# guppy question



## matt1045 (Oct 11, 2008)

I have a trio of blue delta's in my 29g planted and I am wanting them to breed. One of the females is much bigger than the other and I believe she is pregnant. How can I tell for sure? Also how do you know when she is about to pop? I want to move the female to a birthing tank I have set-up but I don't want to move her too early

Thanks


----------



## cclansman (Jan 29, 2007)

The females belly will get HUGE compared to the rest, thats the way i knew. As far as when she is ready to pop, i noticed a red area on the back end were it appeared the little guys were breaking out. Soon after she popped.


----------



## matt1045 (Oct 11, 2008)

Thanks. She is really big now, atleast compared to the other female. I think I will try my luck and give it a few more days until i move her unless someone else can help in this area too.


----------



## goldfishes (Nov 26, 2008)

If you can look close, you will see her vent drop a little before she gives birth. It is right below her gravid spot. This is a great site http://guppyplace.tripod.com/Breeding.html


----------



## matt1045 (Oct 11, 2008)

Thanks 
That is a great site


----------



## goldfishes (Nov 26, 2008)

Your welcome


----------



## matt1045 (Oct 11, 2008)

a little update. I think its too far along to move the females.

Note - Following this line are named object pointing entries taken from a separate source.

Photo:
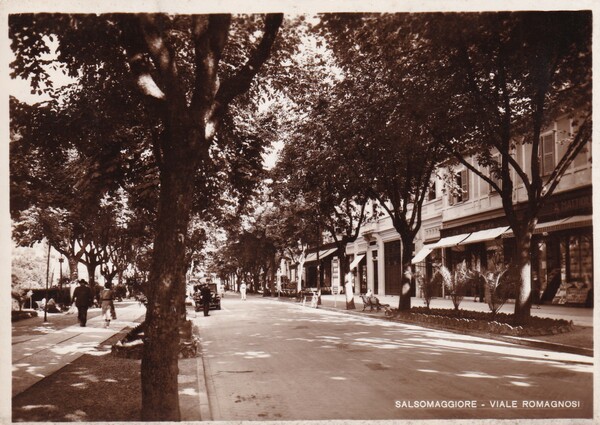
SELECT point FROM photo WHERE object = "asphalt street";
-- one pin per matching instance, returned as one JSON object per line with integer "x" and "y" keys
{"x": 271, "y": 360}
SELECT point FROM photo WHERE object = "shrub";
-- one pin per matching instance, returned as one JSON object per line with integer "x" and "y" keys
{"x": 456, "y": 283}
{"x": 428, "y": 286}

I will have to try and catch a few fry when they are born. The big female is getting pretty square looking.
What do you think?


----------



## goldfishes (Nov 26, 2008)

Is your breeder tank cycled well and is the first time she has had babies? If the tank isn't fully cycled, or this is her first drop, the move could stress her into a premature drop. If you do move her, keep the lights off for the first night, it will reduce stress.


----------



## matt1045 (Oct 11, 2008)

yes she was a virgin female. At least from what the breeder tells me and from what I saw all the females were seperate from the males. The tank is fully cycled with 50% original tank water.


----------



## goldfishes (Nov 26, 2008)

I say let her stay in the tank the first time. How is she?


----------



## matt1045 (Oct 11, 2008)

she seems to be fine. I might have jumped the gun a little. She is fat but still eating a lot and not looking like giving birth. It has been 30 days or a little more. I just hope everything works out.
Thanks again Sewingalot


----------



## matt1045 (Oct 11, 2008)

ok so i saw that my little guppy had her babies. She was a lot thinner today and then I saw a little fry swimming in the floating lettuce plant. I only saw 1 however and I can't find it anymore. I have a few questions. 
1. Could all of them had been eatin? Where I saw the little one before my danios are swimming around there like crazy. 
2. How do I get enough food in the tank for the fry, if I am going to leave them in the main tank? 
3. What is norm for fry from guppies? 
I don't think I noticed when she had them. She looked fat for a long time now and it was either today early or yesterday. I fear if it was yesterday most are dead. I had my powerhead on into last night and it is a little too strong for the tank. 
Thanks for the answers


----------



## Fishtory (Jan 21, 2009)

Hi Matt,



matt1045 said:


> 1. Could all of them had been eatin? Where I saw the little one before my danios are swimming around there like crazy.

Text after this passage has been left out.